7. Cliff Bell’s Jazz Club
Jazz lovers, take note: this is the place for you. Tucked away into a nondescript building, Cliff Bell’s Jazz Club has been fully restored and renovated to become an art deco retreat. While the nightly jazz performances are the main attraction, you won’t want to miss out on the large cocktail and dessert list (we recommend the cinnamon and cheesecake bread pudding, which comes with just the right amount of rum raisin sauce). Ticket prices range depending on the show, but typically start around $20 per person.
8. Mariner Park
For some of the best river views in the city, head to Mariner Park. The small green park space includes a playground, fishing dock and football/soccer field. You can see Lake St. Clair from the park, and Detroit’s canal community is located nearby. Whether you’re looking for a beautiful new picnic spot or a relaxing place to read a book, this is it.
9. Bert’s Warehouse Theatre
For over 30 years, Bert’s Warehouse has been committed to preserving Black culture and serving some of the best food in the city. At first glance, the marketplace looks like a traditional restaurant and bar setup. But as you venture further into the 24,000-square-foot building, you’ll come across a large venue and stage, a second bar and even a museum. From perusing the murals and memorabilia to sampling Bert’s world-famous barbecue ribs and fried chicken, you can’t go wrong by spending a day in this “amusement park dedicated to Detroit’s history.”

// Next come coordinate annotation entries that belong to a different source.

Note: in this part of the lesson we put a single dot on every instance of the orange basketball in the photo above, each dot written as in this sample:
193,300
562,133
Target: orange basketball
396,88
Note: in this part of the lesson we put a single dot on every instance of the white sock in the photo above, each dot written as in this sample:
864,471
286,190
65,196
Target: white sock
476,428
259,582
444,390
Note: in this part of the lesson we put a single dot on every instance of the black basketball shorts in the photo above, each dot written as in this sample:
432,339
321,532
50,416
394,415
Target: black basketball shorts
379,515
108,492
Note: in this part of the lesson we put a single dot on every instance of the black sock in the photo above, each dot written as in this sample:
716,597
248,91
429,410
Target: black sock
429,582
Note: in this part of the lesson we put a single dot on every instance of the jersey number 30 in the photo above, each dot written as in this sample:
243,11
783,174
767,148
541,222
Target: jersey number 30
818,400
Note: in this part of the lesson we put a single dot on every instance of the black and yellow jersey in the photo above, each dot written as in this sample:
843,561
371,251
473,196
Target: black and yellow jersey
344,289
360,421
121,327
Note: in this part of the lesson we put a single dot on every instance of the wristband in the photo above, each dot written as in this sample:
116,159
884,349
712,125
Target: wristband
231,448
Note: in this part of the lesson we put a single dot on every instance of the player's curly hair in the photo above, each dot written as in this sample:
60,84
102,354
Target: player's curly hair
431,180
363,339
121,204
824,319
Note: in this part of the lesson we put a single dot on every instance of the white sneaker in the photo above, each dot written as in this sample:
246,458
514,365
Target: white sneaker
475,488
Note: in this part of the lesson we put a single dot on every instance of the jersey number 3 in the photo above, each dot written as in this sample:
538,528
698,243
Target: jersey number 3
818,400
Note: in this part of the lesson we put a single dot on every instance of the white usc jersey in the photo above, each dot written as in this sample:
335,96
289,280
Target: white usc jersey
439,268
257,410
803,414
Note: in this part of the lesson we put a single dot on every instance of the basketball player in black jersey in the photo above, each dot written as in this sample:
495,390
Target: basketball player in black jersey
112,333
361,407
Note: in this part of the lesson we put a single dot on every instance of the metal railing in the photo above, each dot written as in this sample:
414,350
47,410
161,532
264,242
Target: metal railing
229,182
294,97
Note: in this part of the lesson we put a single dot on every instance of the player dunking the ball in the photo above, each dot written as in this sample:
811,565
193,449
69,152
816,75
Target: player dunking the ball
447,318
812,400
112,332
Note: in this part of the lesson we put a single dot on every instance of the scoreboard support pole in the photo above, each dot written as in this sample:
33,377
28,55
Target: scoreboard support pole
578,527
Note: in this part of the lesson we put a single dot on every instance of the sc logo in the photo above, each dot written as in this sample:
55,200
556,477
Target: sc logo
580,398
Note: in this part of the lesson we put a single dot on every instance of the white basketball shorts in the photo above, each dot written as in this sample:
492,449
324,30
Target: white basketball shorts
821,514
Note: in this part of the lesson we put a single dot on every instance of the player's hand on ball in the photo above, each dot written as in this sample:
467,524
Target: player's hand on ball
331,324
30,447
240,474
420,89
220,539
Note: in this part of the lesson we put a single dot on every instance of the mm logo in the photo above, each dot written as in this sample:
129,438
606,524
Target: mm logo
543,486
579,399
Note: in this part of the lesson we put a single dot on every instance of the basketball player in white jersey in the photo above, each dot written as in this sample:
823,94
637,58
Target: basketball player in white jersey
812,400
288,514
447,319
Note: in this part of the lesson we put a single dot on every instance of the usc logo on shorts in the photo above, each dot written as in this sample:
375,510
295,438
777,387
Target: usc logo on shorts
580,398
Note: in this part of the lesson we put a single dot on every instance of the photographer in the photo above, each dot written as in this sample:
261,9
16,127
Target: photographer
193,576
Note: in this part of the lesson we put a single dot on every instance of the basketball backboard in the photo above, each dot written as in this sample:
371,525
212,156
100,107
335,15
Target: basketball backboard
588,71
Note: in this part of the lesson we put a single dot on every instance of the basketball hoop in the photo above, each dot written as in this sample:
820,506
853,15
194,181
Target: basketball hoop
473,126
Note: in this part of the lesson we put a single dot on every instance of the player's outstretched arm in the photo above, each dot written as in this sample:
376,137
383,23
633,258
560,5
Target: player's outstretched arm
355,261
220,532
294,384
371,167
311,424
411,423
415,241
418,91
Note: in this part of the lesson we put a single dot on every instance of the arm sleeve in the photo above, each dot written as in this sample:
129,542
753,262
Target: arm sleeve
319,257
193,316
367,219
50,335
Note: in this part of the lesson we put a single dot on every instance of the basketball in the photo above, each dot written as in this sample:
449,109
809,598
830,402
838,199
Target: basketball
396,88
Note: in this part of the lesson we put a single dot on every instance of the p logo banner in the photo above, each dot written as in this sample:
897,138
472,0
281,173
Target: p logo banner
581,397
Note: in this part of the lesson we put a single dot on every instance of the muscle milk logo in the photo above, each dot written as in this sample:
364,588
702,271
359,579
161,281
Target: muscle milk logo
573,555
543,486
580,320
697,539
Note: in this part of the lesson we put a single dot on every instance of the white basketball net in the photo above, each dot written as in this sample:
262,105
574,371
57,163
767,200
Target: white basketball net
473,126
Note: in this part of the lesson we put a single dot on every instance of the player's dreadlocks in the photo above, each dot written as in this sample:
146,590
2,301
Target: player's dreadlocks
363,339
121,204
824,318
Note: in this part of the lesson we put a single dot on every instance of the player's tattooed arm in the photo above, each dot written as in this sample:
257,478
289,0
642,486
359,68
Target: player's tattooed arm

10. Fort Piquette Avenue Plant
Since cars are what put Detroit on the map, there’s no better way to honor the city’s heritage than by visiting the Ford Piquette Avenue Plant. Considered the birthplace of the Model T, this former Model T factory was built in 1904 as the second outpost for the Ford Motor Company. Since 2000, the factory has functioned as a non-profit museum dedicated to preserving the history of the Model T creation. Whether you love cars or just want to walk down memory lane as you gain a deeper understanding of how the modern-day car industry got its start, this is the palace for you. Tickets for adults cost $15, and tickets for kids cost $5.